What Happens To Marital Assets Of Older People Getting Divorced?

A divorce is the separation of spouses. Each spouse theoretically gets half of the property that was acquired during the marriage. Not all of the property that the married couple has is property that was acquired during the marriage. The property that would be excluded from the estate would be items that were acquired by gift or inheritance, or property that was excluded pursuant to an agreement, like a prenuptial agreement.

Gifts and inheritance often come from parents and they can be sizable. A lot of times, this non-marital property results in a pretty significant inequity between the financial positions of the parties after the divorce. In Maryland, the division of property is called equitable and theoretically equitable is not equal. It means dividing the property in a way that achieves the fairest result. A lot of times, property may be titled in one person’s name and not the other. The way equalization occurs is the court awards the person with the lesser property a monetary award.

Often, a monetary reward takes place in the form of a pension. The pension is titled in the name of one spouse, not the other, and the court wants to award a portion of that pension to the non-entitled spouse. That’s done through a specific court order, called a qualified domestic relations order. One of the most devastating things that people realize in divorce is when there is one party that has a lot of retirement assets and not the other party. When that asset gets divided in half, your retirement plan may come to a hard stop and have to be reconfigured.
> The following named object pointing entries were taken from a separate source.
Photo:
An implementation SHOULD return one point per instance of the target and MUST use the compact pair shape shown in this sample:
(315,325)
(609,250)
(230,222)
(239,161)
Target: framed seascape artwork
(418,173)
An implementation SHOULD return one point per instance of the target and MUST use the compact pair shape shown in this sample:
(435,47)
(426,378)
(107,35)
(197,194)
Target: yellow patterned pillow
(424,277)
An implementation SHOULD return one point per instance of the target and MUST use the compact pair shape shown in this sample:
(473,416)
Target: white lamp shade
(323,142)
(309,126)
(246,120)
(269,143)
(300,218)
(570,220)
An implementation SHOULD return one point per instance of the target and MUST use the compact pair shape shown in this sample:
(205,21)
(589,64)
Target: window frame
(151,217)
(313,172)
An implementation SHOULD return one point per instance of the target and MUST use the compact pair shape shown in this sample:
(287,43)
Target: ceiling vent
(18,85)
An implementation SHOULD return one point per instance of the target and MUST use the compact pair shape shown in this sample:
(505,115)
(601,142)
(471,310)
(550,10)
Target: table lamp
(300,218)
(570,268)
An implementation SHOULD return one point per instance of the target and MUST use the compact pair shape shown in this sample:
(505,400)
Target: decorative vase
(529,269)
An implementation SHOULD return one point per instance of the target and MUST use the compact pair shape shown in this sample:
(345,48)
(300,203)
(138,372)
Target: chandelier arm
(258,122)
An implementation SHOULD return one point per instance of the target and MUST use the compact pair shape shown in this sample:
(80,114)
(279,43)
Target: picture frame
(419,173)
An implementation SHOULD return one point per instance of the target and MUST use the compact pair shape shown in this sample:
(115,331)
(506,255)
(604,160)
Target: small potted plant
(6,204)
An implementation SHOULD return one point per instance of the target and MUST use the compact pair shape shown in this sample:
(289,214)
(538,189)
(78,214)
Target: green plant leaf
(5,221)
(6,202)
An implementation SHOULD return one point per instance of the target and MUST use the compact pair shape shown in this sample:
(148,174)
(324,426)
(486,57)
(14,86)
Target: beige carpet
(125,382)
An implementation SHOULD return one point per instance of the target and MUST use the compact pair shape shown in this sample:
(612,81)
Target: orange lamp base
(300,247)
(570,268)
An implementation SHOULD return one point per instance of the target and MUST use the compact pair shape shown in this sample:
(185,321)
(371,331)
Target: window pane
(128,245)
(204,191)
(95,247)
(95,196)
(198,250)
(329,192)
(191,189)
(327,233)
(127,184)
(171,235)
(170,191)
What Considerations Will The Court Make With Regard To Income In Divorces With Older Couples?

Most often, one spouse earns significantly more money than the other spouse. If you equally divide the assets and you have one spouse making $200,000 and the other spouse making $40,000, what happens is the spouse who is earning less money doesn’t really have any discretionary income. Because of the small salary, the amount that they contribute to retirement is considerably smaller, if they can contribute anything. The spouse with the higher income, and now a smaller household financial responsibility, is able to save significantly and make up for the division of the marital assets.

Income matters and a lot of times, the court will award a lesser earning spouse alimony. It’s very important that attorneys representing people who are divorcing later in life factor the need to retire into any argument involving alimony. A fundamental consideration that’s often overlooked is the social security income. Often, the financially dominant spouse is going to receive the maximum social security payment, whereas the more dependent spouse is going to receive just a nominal amount from social security. They can opt to receive under their spouse’s social security benefit and receive half of what the spouse is receiving. A lot of times that will be better.

When an attorney representing a spouse who hasn’t earned significant money during the marriage is doing the analysis of what type of alimony, the amount of alimony, and the duration of alimony that is needed, social security and pension income needs to be analyzed. These arguments must be presented to the court, so that the financially dependent spouse has a better chance of getting themselves situated so that they can retire with a reasonable lifestyle.